Too Many Sorrows You've Enjoyed

'I've never liked puzzles. I always preferred to play with words.'

I've always resisted from writing about politics or national affairs. All those newspapers and TV shows forcing politics down my throat is enough for me. Sometimes though, I need to express these strands of thought that weave themselves into a pattern that becomes impossible for me to ignore.

Our textbooks tell us all the same thing. We must be united. We must live harmoniously. We must ignore our differences and focus on our similarities. It's a good effort on promoting unity, but it just doesn't cut it. Unity is an emotional bond. It possesses your heart naturally, growing through heartfelt ties and heartless episodes. You can't teach unity the same way that you can't teach love, or fear, or happiness. 

I just don't feel that in Malaysia. I want to, I really do, but with all the splits and divisions, we're heading so far from that goal of togetherness that I've become lost in my own country. Where do we stand when our own people don't want to be part of their nation? There's only one time when I truly feel as if everyone cares about the same thing, no matter what differences they may have. Sports. It's a rush, that moment seeing thousands of people in a single stadium and not defining them by race, but just seeing them as Malaysians supporting their country. I love that.

It's because we've never had a common enemy. Post-independence, we've never had any incident which the whole country was against. No great war, no revolution, no famine. Nothing where all of us had to genuinely band together in the hope that our willpower would get us through such a traumatising tale. Fear and grief; two basic human emotions, yet so strong and uniting. In times of terror, our vulnerability leads us to find comfort in the vulnerability of others. We see ourselves in the fear around us, and it makes us feel safe. We look past our faces and grudges, connecting through emotion. We've never had that.

If I were a politician, I'd create a ghost enemy. A fabricated terror, something to unite everyone against. United in fear. It sounds Machiavellian, it sounds immoral, and it sounds deceitful. Welcome to politics. Naivety gets you nowhere at the top. Politics is a game; politicians should learn how to play.

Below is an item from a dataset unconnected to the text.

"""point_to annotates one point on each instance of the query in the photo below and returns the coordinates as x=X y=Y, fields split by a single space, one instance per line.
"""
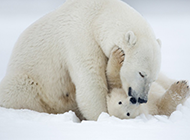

Our lives are too comfortable here, too safe. It breeds complacency and disillusionment. Look at us, we fight over the smallest things. Humans are creatures of conflict; peace never lasts long. We just create our own problems, over and over again.

What saddens me the most is that some people are only Malaysians by luck of the draw, merely because they were born here. They feel nothing for the country, content to live their lives without even glancing behind their arrogant backs to remember where they're from. It's not for me to tell them to love their country; that would make me as bad as any of the textbooks we learn from. No, it's all up to them. I just hope we don't need World War Three to truly be united. 1984.

'Negaraku. Tanah tumpahnya darahku.'

2 comments:

Anonymous | 23 September 2011 at 14:47

good writing. really. keep posting good things.